Interesting observations Audrey. I'm not in Treasury's because the absolute rates are extremely low by historical standards and the real short/intermediate term TIPS rates are also low by historical standards. The spread is still wide between short Treasury's and short investment grade (see above table).
I'd rather be in short Treasury's for the safety but have sort of convinced myself that short investment grade is the way to go for now. If right it might give me an extra percent or two but the real action is in equities.
I agree that 100% short treasuries make no sense right now UNLESS you were already in them before the crisis started in which case stay put. They make no sense to switch into from something else because they are currently an overvalued asset class, not due to the low interest rate. If you are a total return investor you don't try to maximize the interest income from your bond funds.
I don't invest in TIPs. Some of my diversified bond funds do - but they move in and out based on perceived value. I never looked to TIPs for inflation protection - I don't believe they will provide such in the long run.
I prefer diversified bond funds to manage the bond allocation for me. I am currently building a position in VBISX (from DODIX), but it is very gradual and may take years because IMO I do need to average it out over a long cycle since it is a shift from one asset mix to another.

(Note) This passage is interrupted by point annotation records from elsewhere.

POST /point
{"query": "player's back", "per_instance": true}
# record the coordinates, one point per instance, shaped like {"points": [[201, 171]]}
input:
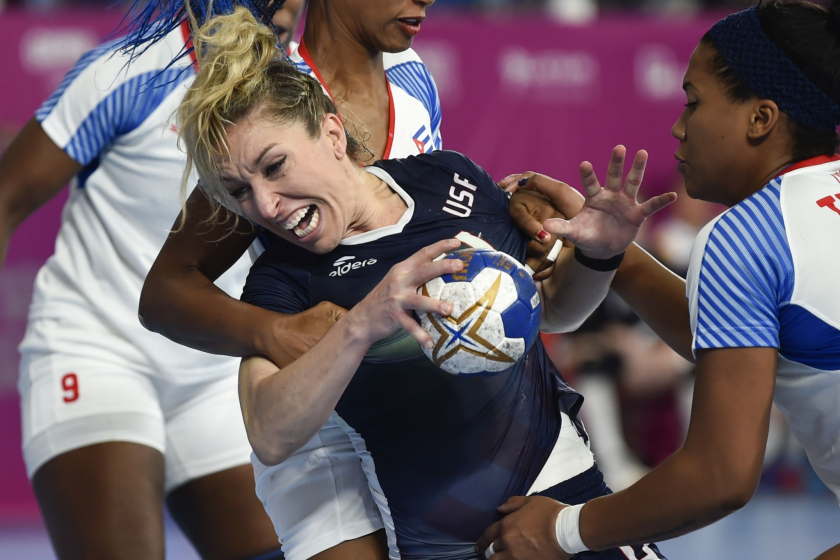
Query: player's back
{"points": [[113, 116]]}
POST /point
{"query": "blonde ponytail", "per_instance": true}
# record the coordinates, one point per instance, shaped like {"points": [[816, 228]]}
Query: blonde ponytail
{"points": [[242, 72]]}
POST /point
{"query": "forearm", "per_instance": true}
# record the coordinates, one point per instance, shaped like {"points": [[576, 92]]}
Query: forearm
{"points": [[571, 293], [681, 495], [285, 408], [188, 308], [657, 295]]}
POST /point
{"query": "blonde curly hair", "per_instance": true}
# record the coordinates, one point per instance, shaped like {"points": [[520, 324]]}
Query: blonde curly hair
{"points": [[242, 72]]}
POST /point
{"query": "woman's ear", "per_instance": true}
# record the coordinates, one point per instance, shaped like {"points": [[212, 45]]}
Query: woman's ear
{"points": [[763, 119], [333, 130]]}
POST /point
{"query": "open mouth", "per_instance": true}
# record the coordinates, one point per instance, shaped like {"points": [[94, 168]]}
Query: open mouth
{"points": [[411, 25], [303, 222]]}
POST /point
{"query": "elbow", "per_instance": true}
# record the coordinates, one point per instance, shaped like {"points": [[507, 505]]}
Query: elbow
{"points": [[735, 488], [152, 303], [735, 496], [146, 309], [270, 451], [269, 457]]}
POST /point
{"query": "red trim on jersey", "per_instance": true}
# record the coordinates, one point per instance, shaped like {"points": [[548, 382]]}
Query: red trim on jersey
{"points": [[819, 160], [304, 54], [392, 117], [185, 31]]}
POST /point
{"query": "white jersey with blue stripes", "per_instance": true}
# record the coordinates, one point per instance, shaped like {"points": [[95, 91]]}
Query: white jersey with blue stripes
{"points": [[765, 274], [415, 105], [115, 119]]}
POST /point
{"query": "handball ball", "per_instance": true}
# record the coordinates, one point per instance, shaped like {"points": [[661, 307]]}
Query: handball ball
{"points": [[495, 317]]}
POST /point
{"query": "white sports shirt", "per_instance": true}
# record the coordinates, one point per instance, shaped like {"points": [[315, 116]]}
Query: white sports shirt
{"points": [[765, 274], [115, 119], [415, 105]]}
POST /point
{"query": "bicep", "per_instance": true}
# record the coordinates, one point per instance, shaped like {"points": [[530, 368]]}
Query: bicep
{"points": [[730, 413], [252, 370], [32, 170]]}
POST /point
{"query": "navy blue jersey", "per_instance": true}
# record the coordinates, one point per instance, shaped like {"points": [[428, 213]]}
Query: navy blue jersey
{"points": [[445, 450]]}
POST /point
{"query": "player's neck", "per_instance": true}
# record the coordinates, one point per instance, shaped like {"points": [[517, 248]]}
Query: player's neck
{"points": [[348, 67], [377, 205]]}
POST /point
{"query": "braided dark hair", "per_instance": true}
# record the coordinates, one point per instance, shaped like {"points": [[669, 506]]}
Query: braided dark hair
{"points": [[809, 35]]}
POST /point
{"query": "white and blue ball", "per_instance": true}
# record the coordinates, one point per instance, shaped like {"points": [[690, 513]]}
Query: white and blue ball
{"points": [[495, 317]]}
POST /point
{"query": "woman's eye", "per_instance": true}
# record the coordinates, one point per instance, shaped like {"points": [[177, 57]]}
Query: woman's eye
{"points": [[240, 192], [273, 167]]}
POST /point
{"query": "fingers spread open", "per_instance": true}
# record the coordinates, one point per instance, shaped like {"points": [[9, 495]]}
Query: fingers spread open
{"points": [[430, 252], [657, 203], [560, 228], [509, 183], [615, 170], [421, 274], [525, 221], [413, 328], [590, 183], [637, 173]]}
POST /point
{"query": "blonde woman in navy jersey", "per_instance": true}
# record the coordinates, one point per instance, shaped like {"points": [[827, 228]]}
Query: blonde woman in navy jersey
{"points": [[759, 313], [437, 450], [118, 424]]}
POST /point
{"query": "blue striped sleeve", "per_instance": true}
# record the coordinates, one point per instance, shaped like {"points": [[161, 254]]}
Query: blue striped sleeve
{"points": [[745, 276], [121, 111], [86, 60], [417, 81]]}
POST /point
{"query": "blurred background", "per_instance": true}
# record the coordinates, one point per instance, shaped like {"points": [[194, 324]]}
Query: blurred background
{"points": [[525, 85]]}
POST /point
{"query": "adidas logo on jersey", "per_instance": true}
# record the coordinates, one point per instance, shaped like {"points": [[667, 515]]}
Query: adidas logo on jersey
{"points": [[346, 264]]}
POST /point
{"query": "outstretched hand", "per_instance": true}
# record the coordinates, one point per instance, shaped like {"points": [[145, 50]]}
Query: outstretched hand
{"points": [[527, 532], [611, 215]]}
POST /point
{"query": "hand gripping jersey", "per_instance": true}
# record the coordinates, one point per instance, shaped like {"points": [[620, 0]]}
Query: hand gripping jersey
{"points": [[114, 118], [441, 452], [765, 274]]}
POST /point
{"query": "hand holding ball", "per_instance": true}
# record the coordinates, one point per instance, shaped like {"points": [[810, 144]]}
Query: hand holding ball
{"points": [[495, 317]]}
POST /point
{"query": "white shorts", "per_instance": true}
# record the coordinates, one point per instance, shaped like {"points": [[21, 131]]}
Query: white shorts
{"points": [[320, 496], [71, 400]]}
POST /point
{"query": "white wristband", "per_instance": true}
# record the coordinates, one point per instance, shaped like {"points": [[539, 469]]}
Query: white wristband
{"points": [[568, 530]]}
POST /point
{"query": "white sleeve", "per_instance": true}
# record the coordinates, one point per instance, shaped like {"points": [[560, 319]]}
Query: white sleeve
{"points": [[104, 96], [411, 74]]}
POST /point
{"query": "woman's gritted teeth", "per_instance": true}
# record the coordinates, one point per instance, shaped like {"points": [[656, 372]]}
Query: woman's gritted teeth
{"points": [[302, 222]]}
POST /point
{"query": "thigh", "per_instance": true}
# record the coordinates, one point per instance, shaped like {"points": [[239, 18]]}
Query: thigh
{"points": [[70, 401], [93, 441], [368, 547], [104, 501], [222, 517], [209, 479]]}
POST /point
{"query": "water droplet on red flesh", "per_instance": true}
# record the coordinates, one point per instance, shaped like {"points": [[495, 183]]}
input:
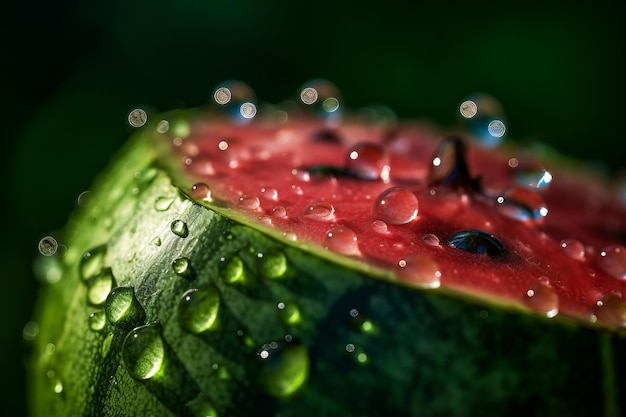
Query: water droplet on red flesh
{"points": [[579, 208]]}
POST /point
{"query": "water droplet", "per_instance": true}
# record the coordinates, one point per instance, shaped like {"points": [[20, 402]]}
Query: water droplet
{"points": [[143, 351], [122, 308], [368, 161], [97, 320], [249, 202], [280, 212], [341, 239], [137, 117], [396, 206], [99, 286], [201, 191], [48, 246], [543, 298], [163, 203], [321, 211], [611, 309], [521, 203], [237, 100], [420, 270], [484, 118], [179, 228], [380, 227], [476, 241], [272, 264], [289, 312], [612, 259], [269, 193], [182, 267], [322, 99], [280, 368], [430, 239], [574, 249], [92, 262], [233, 270], [198, 309], [533, 178]]}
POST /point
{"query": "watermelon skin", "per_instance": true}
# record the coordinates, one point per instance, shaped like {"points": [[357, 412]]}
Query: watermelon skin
{"points": [[427, 353]]}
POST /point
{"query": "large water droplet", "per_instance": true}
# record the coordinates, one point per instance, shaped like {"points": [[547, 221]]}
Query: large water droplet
{"points": [[543, 298], [123, 309], [163, 203], [92, 262], [322, 99], [368, 161], [396, 206], [476, 241], [280, 368], [179, 228], [612, 259], [143, 351], [484, 118], [341, 239], [611, 309], [521, 203], [99, 286], [232, 270], [97, 320], [421, 271], [182, 267], [237, 100], [201, 191], [198, 309], [574, 249], [48, 246], [272, 264], [321, 211]]}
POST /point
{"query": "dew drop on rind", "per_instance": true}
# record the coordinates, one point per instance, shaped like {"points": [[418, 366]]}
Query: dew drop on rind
{"points": [[182, 267], [476, 241], [420, 270], [612, 260], [122, 308], [201, 191], [198, 309], [249, 202], [97, 320], [521, 203], [320, 211], [179, 228], [272, 264], [430, 239], [143, 351], [611, 309], [341, 239], [574, 249], [396, 206], [48, 246], [232, 270], [542, 298], [280, 368], [368, 161], [92, 262], [99, 286]]}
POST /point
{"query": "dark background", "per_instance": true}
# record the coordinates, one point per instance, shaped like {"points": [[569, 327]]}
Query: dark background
{"points": [[73, 69]]}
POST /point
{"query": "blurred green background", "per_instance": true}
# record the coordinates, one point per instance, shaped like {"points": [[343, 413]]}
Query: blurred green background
{"points": [[73, 69]]}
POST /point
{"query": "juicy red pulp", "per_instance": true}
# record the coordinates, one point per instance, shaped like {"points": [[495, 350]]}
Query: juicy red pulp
{"points": [[331, 188]]}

I don't like using a corporate only bond fund as my core bond fund. They are too closely correlated with equities IMO. My core bond fund DODIX surprised me by being quite a bit less diversified than I expected, going into the crisis heavily weighted in corporates and as a consequence suffered mightily. I notice that the Vanguard Intermediate Investment Grade did even worse and has only now not quite back up with VBISX since Jan 1 2008. The Vanguard intermediate-term index did much better over the period than the investment grade - it has almost caught up with DODIX (which has recovered big time so far this year).
I wanted a core bond fund that behaved well when equities swooned to increase the rebalancing benefit. The Vanguard intermediate-term bond index fund looks like a great mix and seems to behave pretty well over long periods, and it may be a great mix going forward even through an interest rate rising cycle. But it still had a pretty good dip during the crisis (as bad as DODIX although it recovered faster), and it is during these market swoons or economic slowdowns when I want to be able to rebalance. It's not fun rebalancing when your bond funds take a big hit too....
But then again, I don't switch around between bond funds in anticipation of changing market conditions. What makes me change is deciding that a certain fund is not meeting my long-term investment goals. After the recent crisis I did a careful review of bond funds and looked at what I needed and how things behaved in the long run, and I concluded that a short-term diversified index like VBISX was a much better match for my long term goals. Nevertheless, since we have just come out of a crisis where VBISX is "overvalued" relative to other bond funds, I have to make the transition gradual, otherwise I am just buying high and selling low.
I have no idea what is going to happen to different bond funds during the next interest rate rise cycle. As long as the economy improves and we have no financial crisis, investment grade will likely outperform other bond funds, and a continued steep yield curve means intermediate pay out more. However, the role of bond funds in my portfolio is to be there as a cushion for future financial crisis, so I need to reposition my bond allocation to better meet that goal.